Auf das Freundlichste wurden wir von Schülern und Lehrer der allerersten echten Rudolf Steiner-Schule in Kathmandu begrüsst, und zwar mit Reigen, Gesängen und einem gemeinsam gesprochenen Gebet. Ergreifend mit welchem Ernst, geradezu inbrünstig manche der Kleinen mit geschlossenen Augen ein Mantram vorgetragen haben. Wir verdankten den Empfang mit einem Kindereurythmie-Workshop, der mit grossem Vergnügen aufgenommen wurde. Eine Tibetische Teppichfabrikfamilie hatte durch die Schenkung des Grundstücks das Fundament der 5-jährigen Schule gelegt. Rund 125 Kinder bevölkern die einfachen Gebäude, die innen aber deutlich die waldorfpädagogische Prägung tragen. Nach dem Erdbeben musste man für die Kleinsten im Vorschulalter ein neues Gebäude errichten – und dafür einen Teil des Spielplatzes opfern. Fenster fehlen hier noch, im Winter wird es sehr kalt werden. Eine konkrete Spendenhilfe hierfür wäre sehr willkommen! Das Lehrerkollegium der Tashi-Waldorfschule steht im aktiven, beratenden Austausch mit der oben beschriebenen Anturan-Schule der Kevin Rohan Eco Foundation. ( Freunde der Erziehungskunst Rudolf Steiner e.V., Weinmeisterstrasse 16, DE-10178 Berlin, über GLS-Bank Bochum, IBAN-Nr. 47430609670013042010, Verwendungszweck «The Children of Nepal – Project 4405 »)

Abschied von Nepal

Natürlich durfte ein Besuch beim wichtigsten Shiva-Tempel Pashupatinath nicht fehlen, Obwohl uns Fremden den Eintritt in den inneren Bereich verwehrt blieb, beeindruckte uns doch die Schilderung eines Stadtfestes, einer lebendig erhaltenen religiösen Sitte von Hindu-Pilgern, welche im Frühling aus dem ganzen Land, zu einem grossen Teil aber auch aus Indien anreisen, um durch Fasten und nächtliches Wachen Shiva zu verehren.
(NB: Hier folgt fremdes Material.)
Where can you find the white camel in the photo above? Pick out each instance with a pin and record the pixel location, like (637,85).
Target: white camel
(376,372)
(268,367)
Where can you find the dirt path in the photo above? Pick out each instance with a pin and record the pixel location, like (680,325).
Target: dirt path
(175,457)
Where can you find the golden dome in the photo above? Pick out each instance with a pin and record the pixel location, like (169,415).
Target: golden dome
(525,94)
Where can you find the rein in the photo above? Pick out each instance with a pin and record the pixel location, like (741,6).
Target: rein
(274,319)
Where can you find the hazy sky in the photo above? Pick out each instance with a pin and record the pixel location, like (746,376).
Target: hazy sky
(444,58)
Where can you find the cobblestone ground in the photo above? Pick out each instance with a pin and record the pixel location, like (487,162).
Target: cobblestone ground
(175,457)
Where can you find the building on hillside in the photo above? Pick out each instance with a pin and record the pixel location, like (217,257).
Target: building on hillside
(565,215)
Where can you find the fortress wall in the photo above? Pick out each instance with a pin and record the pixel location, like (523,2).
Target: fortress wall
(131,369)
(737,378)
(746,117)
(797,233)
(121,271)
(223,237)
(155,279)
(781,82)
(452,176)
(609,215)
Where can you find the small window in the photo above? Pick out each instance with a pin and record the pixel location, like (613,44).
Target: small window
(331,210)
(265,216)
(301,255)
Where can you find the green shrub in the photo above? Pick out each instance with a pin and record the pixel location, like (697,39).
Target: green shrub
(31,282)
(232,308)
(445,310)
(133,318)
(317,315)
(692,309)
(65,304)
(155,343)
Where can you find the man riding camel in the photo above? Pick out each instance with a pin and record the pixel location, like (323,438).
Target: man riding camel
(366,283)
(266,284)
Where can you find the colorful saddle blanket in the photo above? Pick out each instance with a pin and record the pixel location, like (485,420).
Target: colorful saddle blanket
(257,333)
Auch in Nepal gibt es ein Kastensystem, dem nicht nur bei Hochzeiten Folge geleistet wird, sondern das auch bei den Todes-Ritualen den Hinterbliebenen strenge Regeln auferlegt. Die Verbrennungszeremonie findet ebenfalls im benachbarten Bereich Pashupatinaths am Fluss statt. Der Tod gilt als unrein, weshalb der Leichnam verbrannt wird. Er betrifft in Abstufungen die ganze Verwandtschaft, am meisten aber den ältesten Sohn. Noch Jahre danach wird am Todestag ein Ritual zelebriert, um die Verbindung zu den Ahnen aufrecht zu erhalten., kein wichtiges Ereignis begonnen ohne ihrer zu gedenken. – Mit diesem Bild des Vergehenden rundete sich unser Eindruck eines Volkes, das sich mit viel Mut, Zähigkeit und Positivität den entwicklungshemmenden Einflüssen von Chaos und Korruption entgegenstellt, und entschlossen an der eigenen Zukunft weiterbaut.